OurBrownCounty 14Nov-Dec | Page 62

Cordry Sweetwater Community

~ Story and photo by Jeff Tryon

It seems like a place set apart, psychically separated from the rest of Brown County, as if by mutual consent.

If it were an incorporated town, it would be the largest one in the county by a thousand people, but it’ s like a secret city, somehow different from the county to which it technically belongs.
The Cordry-Sweetwater Conservancy District is a 2,300- acre subdivision built around a pair of private lakes in the extreme northeastern corner of Brown County.
An estimated 1,100 people live there( Nashville has about 800 residents) on lots adjoining Cordry and Sweetwater Lakes, 240 and
320 acres respectively, and ranging to 150 feet deep.
The main entrance is off of Sweetwater Trail. Once inside, the serpentine nature of the shorehugging roller coaster roads and the fact that there are two more or less similar lakes side by side can often be confusing and disorienting for a first time visitor.
“ Never go in there without a map,” a news reporter once told me.
The Conservancy District was the grand vision of developer Howard Prince, who had created Prince’ s Lakes, just across the Johnson County line, in the late 1940s and early 1950s. That successful development incorporated as a town in 1956.
In 1948, Prince and associates began a new development in Hamblen Township around the existing Cordry Lake and eventually creating an adjoining lake in the nearby Sweetwater Valley.
Mr. Prince began buying up land in Brown County, which at that time and place was not exactly at a premium.
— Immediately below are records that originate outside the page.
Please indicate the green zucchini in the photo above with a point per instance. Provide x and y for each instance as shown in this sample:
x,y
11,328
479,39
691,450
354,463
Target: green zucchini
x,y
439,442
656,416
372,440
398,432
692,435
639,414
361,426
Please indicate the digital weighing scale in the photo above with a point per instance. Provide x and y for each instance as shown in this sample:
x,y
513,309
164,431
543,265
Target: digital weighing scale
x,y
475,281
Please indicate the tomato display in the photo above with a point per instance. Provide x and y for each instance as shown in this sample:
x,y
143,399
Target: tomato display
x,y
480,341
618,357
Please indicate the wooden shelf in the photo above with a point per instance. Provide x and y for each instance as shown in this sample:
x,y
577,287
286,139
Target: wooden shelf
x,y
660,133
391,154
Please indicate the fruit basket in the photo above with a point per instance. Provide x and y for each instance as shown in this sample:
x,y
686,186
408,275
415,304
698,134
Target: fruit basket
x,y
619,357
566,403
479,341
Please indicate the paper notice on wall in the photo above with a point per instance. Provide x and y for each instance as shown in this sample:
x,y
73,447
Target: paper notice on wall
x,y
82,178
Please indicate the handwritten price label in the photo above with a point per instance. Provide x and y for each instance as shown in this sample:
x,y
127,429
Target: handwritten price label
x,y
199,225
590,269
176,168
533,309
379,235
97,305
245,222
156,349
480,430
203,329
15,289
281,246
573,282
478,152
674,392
He is reported to have purchased one 60-acre parcel in what is now Sweetwater Lake for $ 3,600, or just $ 60 an acre!
The original plan for Cordry and Sweetwater Lakes as a recreational and resort housing development was heavily promoted by the Brown County Lakes Development Corporation.
In 1952, work on the new Cordry Lake dam began and buyers began snapping up lots advertised for just $ 12 per lakefront foot, available on contract with monthly payments.
Work was started on the dam for Sweetwater Lake in spring of 1955 and lots began to be sold.